After due vigil, the bread is skilfully baked by the Thibetan boy, or other chosen members of the society. Those who eat of it are exhorted, but not commanded, to take the oath before John Boat, for the bread, till now, has been primarily intended for the Brotherhood of the Strict Observance.

This oath before John Boat or other cooperating justice of the peace is printed in the little book of devotion that goes with the Strict Observance. The book and oath are intended for the most hopeless derelicts only. Presumably the bread is eaten for the first time by these, after the oath is administered.

The gray-headed old justice of the peace furnished the idea himself, when he and St. Friend were young men, and St. Friend kept the copy of the oath and brooded upon it long before he felt it politic to found the order. John Boat had observed, in his experience as a notary, that men, who seem but animated putrescence, still regard their sworn word in court. It is the last chance to put iron into them. This thought in mind, the oath is administered with the solemnity that went into the old monastic vows. From the many who have been given life by the oath, St. Friend has taken great assurance that he is on the road to a tremendous social amelioration.

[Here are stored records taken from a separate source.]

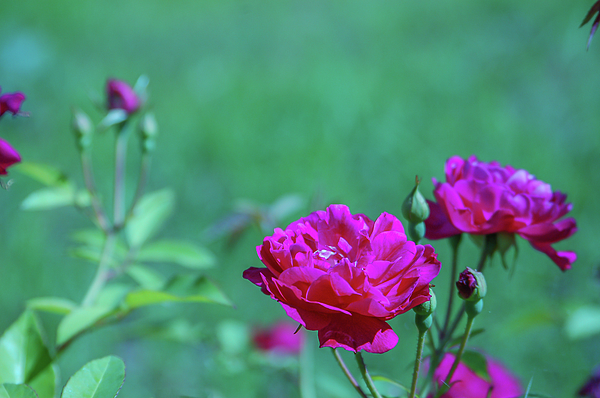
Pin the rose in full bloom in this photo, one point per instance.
(485, 198)
(121, 96)
(466, 384)
(281, 338)
(8, 156)
(345, 276)
(11, 102)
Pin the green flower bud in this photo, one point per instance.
(416, 231)
(471, 285)
(83, 128)
(428, 307)
(415, 208)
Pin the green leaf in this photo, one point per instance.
(149, 215)
(23, 353)
(476, 362)
(179, 289)
(584, 322)
(16, 391)
(45, 382)
(48, 198)
(55, 305)
(101, 378)
(79, 321)
(146, 277)
(182, 253)
(43, 173)
(114, 116)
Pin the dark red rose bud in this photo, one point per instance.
(471, 285)
(11, 102)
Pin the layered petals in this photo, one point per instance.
(486, 198)
(345, 276)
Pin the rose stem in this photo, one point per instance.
(463, 343)
(88, 177)
(307, 382)
(120, 161)
(351, 378)
(366, 376)
(454, 242)
(420, 343)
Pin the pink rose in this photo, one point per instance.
(281, 338)
(8, 156)
(11, 102)
(345, 276)
(485, 198)
(466, 384)
(121, 96)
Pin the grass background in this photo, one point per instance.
(346, 101)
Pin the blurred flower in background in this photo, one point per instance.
(485, 198)
(466, 383)
(8, 156)
(11, 102)
(591, 389)
(281, 338)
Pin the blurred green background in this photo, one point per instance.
(339, 102)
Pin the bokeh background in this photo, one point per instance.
(338, 102)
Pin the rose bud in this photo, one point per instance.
(471, 285)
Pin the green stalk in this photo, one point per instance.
(120, 162)
(463, 344)
(306, 371)
(102, 272)
(346, 371)
(454, 242)
(420, 344)
(88, 177)
(366, 376)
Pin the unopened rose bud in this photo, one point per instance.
(428, 307)
(83, 128)
(471, 285)
(415, 208)
(11, 102)
(149, 131)
(121, 96)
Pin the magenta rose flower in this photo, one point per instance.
(8, 156)
(11, 102)
(345, 276)
(280, 338)
(485, 198)
(121, 96)
(467, 384)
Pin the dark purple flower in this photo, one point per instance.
(121, 96)
(595, 8)
(8, 156)
(591, 389)
(11, 102)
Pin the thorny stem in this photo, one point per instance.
(366, 376)
(420, 343)
(120, 162)
(346, 371)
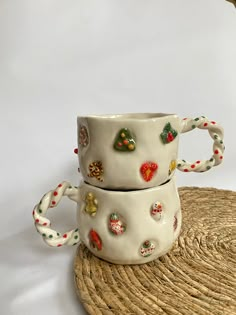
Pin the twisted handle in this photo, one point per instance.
(43, 225)
(215, 132)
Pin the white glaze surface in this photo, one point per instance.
(122, 169)
(134, 208)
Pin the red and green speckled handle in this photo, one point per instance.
(43, 225)
(215, 132)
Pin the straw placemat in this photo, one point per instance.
(198, 276)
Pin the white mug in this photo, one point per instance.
(137, 151)
(121, 227)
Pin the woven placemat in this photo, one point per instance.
(198, 276)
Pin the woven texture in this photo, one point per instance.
(198, 276)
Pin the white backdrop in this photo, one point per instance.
(60, 59)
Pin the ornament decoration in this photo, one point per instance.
(116, 224)
(216, 133)
(147, 249)
(43, 225)
(124, 141)
(83, 136)
(172, 167)
(148, 170)
(156, 210)
(95, 240)
(91, 206)
(96, 170)
(168, 134)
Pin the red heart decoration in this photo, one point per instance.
(147, 170)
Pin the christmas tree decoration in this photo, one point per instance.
(91, 204)
(95, 240)
(96, 170)
(168, 134)
(147, 249)
(148, 170)
(116, 224)
(156, 210)
(175, 224)
(172, 167)
(83, 136)
(124, 141)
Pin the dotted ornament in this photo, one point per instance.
(216, 133)
(83, 136)
(147, 249)
(43, 225)
(91, 204)
(95, 240)
(168, 134)
(148, 170)
(96, 170)
(156, 210)
(116, 224)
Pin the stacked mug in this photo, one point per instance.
(128, 207)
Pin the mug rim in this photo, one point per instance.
(169, 182)
(129, 116)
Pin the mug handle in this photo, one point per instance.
(216, 133)
(43, 225)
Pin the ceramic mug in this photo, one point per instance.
(122, 227)
(137, 151)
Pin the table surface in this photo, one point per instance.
(62, 59)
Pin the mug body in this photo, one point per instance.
(130, 151)
(129, 227)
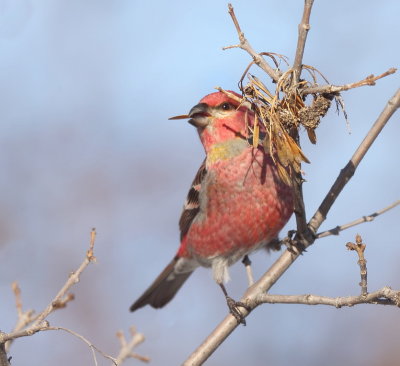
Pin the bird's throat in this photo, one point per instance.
(226, 150)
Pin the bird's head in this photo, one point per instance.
(219, 118)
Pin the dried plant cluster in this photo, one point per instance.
(279, 116)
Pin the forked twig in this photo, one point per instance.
(304, 27)
(245, 45)
(369, 80)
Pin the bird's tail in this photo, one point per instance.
(164, 287)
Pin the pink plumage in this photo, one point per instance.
(237, 202)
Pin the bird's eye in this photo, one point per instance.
(226, 106)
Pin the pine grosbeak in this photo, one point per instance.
(237, 203)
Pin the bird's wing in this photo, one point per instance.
(192, 206)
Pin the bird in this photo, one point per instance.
(236, 204)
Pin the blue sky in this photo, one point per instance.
(87, 87)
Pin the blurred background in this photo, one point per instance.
(86, 90)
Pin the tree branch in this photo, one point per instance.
(348, 171)
(336, 230)
(384, 296)
(304, 27)
(328, 89)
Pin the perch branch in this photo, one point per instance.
(369, 80)
(384, 296)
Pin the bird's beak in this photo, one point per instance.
(198, 115)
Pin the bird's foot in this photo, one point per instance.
(234, 309)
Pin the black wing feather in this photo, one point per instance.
(192, 206)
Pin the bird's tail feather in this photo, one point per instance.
(163, 289)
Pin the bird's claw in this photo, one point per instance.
(234, 309)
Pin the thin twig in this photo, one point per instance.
(348, 171)
(127, 347)
(336, 230)
(304, 27)
(72, 280)
(359, 247)
(369, 80)
(384, 296)
(245, 45)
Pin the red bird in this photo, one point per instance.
(237, 203)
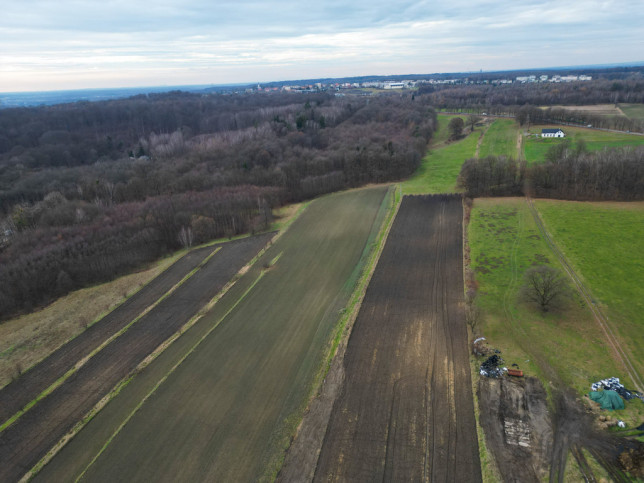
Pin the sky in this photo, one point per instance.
(75, 44)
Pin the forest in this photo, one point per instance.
(89, 191)
(523, 100)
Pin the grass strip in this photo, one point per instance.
(169, 261)
(157, 352)
(105, 343)
(164, 378)
(367, 266)
(359, 279)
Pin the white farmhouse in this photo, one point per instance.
(552, 133)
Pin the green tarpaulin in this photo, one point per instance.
(607, 399)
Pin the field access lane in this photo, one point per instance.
(17, 394)
(27, 440)
(228, 412)
(405, 411)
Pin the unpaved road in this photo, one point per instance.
(405, 412)
(27, 440)
(17, 394)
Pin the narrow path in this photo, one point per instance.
(601, 319)
(24, 393)
(480, 141)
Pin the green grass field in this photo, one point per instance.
(442, 133)
(557, 347)
(231, 407)
(500, 139)
(440, 167)
(535, 148)
(601, 241)
(633, 111)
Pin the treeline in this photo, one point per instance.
(83, 247)
(521, 101)
(66, 226)
(611, 174)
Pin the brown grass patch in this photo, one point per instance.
(28, 339)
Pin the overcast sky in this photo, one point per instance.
(69, 44)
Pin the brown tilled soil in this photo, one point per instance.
(27, 440)
(15, 395)
(514, 416)
(530, 443)
(405, 410)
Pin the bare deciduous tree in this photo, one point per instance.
(545, 286)
(455, 127)
(472, 120)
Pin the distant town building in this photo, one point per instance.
(552, 133)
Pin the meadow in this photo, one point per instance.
(600, 241)
(535, 147)
(231, 391)
(440, 167)
(564, 346)
(633, 111)
(500, 139)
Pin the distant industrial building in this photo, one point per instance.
(552, 133)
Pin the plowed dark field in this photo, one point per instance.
(26, 441)
(406, 412)
(17, 394)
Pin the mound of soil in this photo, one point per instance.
(632, 461)
(517, 427)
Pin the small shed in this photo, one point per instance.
(552, 133)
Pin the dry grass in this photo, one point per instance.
(598, 109)
(28, 339)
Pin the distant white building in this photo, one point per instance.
(552, 133)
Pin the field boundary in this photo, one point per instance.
(76, 367)
(599, 316)
(150, 358)
(333, 371)
(169, 373)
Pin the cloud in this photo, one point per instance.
(70, 43)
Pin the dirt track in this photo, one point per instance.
(15, 395)
(26, 441)
(406, 411)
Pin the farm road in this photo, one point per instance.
(27, 440)
(17, 394)
(405, 412)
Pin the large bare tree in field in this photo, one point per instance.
(545, 286)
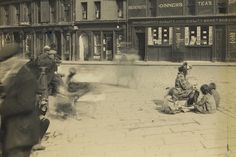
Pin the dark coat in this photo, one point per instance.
(19, 111)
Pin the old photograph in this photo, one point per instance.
(117, 78)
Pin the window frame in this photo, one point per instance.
(84, 6)
(97, 5)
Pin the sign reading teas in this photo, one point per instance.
(169, 7)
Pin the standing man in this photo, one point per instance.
(20, 112)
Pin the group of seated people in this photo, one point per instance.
(185, 96)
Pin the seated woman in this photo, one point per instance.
(183, 89)
(207, 103)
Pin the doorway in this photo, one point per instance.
(108, 46)
(141, 45)
(220, 44)
(83, 47)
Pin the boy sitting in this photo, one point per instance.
(214, 92)
(207, 103)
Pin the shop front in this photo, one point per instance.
(198, 38)
(99, 44)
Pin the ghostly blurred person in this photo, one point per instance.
(20, 113)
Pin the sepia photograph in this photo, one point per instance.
(117, 78)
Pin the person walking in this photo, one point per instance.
(20, 112)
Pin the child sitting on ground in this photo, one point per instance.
(171, 105)
(207, 103)
(214, 92)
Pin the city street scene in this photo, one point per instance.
(117, 78)
(123, 120)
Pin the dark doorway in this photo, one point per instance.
(58, 43)
(108, 46)
(141, 45)
(178, 45)
(220, 44)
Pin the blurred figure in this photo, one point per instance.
(214, 92)
(9, 51)
(48, 58)
(20, 116)
(207, 103)
(182, 85)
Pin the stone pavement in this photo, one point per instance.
(115, 121)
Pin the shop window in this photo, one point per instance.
(25, 16)
(222, 6)
(53, 10)
(2, 15)
(152, 8)
(6, 13)
(232, 6)
(198, 35)
(17, 8)
(8, 38)
(97, 9)
(120, 9)
(67, 11)
(44, 11)
(97, 46)
(119, 40)
(160, 36)
(84, 10)
(191, 7)
(108, 45)
(28, 45)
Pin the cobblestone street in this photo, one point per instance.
(117, 121)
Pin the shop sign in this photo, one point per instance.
(210, 35)
(205, 3)
(187, 21)
(205, 7)
(232, 37)
(137, 7)
(170, 5)
(232, 40)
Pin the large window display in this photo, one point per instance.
(198, 35)
(160, 36)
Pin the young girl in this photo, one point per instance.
(207, 103)
(214, 92)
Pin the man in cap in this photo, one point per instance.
(182, 85)
(21, 121)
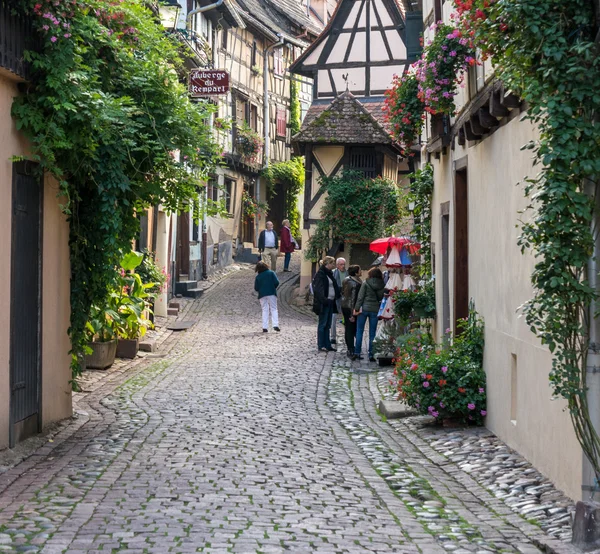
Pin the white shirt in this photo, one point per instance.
(269, 239)
(331, 291)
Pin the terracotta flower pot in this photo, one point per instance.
(127, 348)
(102, 356)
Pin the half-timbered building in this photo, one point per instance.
(256, 49)
(35, 373)
(352, 64)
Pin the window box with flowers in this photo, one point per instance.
(251, 208)
(442, 66)
(249, 144)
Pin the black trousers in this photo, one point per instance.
(350, 331)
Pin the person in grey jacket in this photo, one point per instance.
(339, 274)
(350, 289)
(367, 306)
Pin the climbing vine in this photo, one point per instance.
(107, 116)
(357, 209)
(291, 175)
(295, 116)
(547, 52)
(421, 191)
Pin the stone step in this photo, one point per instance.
(193, 293)
(182, 286)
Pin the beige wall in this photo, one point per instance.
(56, 393)
(521, 410)
(56, 310)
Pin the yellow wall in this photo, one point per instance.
(56, 310)
(499, 282)
(56, 394)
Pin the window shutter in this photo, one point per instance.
(281, 122)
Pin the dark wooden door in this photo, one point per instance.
(461, 247)
(277, 206)
(25, 316)
(445, 268)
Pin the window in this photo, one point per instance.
(213, 190)
(364, 160)
(281, 122)
(253, 123)
(254, 59)
(229, 192)
(278, 61)
(241, 109)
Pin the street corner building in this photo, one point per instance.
(35, 369)
(352, 64)
(477, 162)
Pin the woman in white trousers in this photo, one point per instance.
(266, 284)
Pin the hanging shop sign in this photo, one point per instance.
(208, 82)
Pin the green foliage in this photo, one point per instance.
(295, 122)
(151, 273)
(440, 68)
(249, 144)
(291, 175)
(421, 193)
(405, 112)
(251, 207)
(546, 52)
(415, 303)
(107, 116)
(357, 209)
(444, 381)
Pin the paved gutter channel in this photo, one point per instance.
(460, 513)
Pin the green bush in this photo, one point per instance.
(444, 381)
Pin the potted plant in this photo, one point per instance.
(102, 343)
(130, 300)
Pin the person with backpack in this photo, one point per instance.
(366, 307)
(266, 284)
(326, 292)
(350, 288)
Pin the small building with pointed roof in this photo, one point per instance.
(352, 64)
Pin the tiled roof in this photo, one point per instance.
(346, 120)
(266, 16)
(297, 14)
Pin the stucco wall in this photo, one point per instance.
(56, 310)
(520, 405)
(56, 392)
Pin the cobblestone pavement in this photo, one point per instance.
(244, 441)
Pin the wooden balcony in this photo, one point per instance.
(16, 36)
(440, 133)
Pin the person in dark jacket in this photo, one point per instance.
(367, 306)
(326, 292)
(286, 244)
(266, 284)
(350, 288)
(268, 245)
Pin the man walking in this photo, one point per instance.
(268, 245)
(339, 274)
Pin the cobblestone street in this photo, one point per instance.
(232, 440)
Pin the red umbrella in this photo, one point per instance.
(381, 245)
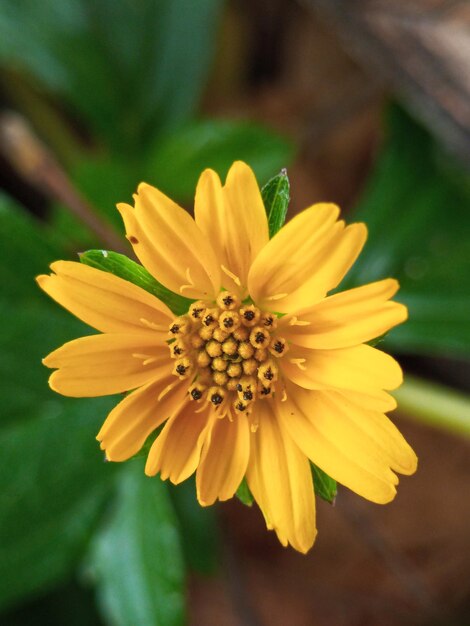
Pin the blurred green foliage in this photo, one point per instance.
(417, 212)
(132, 74)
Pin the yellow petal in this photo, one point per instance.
(224, 459)
(349, 318)
(377, 401)
(127, 427)
(280, 479)
(289, 258)
(177, 449)
(379, 431)
(360, 368)
(101, 365)
(331, 268)
(102, 300)
(170, 244)
(233, 217)
(324, 432)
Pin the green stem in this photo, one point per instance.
(435, 405)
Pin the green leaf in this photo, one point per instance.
(122, 266)
(325, 486)
(276, 197)
(137, 558)
(199, 529)
(177, 161)
(419, 232)
(132, 69)
(244, 494)
(54, 488)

June 2:—Because Avanel and I have decided to join the more liberal observance of the Order of the Blessed Bread, though we, as yet, know little about it, she is eager to show to me the occasion of the administering of the oath of the Strict Observance. This Monday morning we are taking the back bench in the shadowy corner of the justice court to watch the older ceremonial. Now most oaths in court are rattled off like parrot words, but to John Boat this is an occasion when he is a priest after the order of Melchizedek. He gives a seeming dignity to the most carping and exacting demand of the pledge, reading it line upon line. Blue-faced Surto Hurdenburg, the derelict, echoes him with full and honest intent, repeating every line after the learned court with great respect and devotion.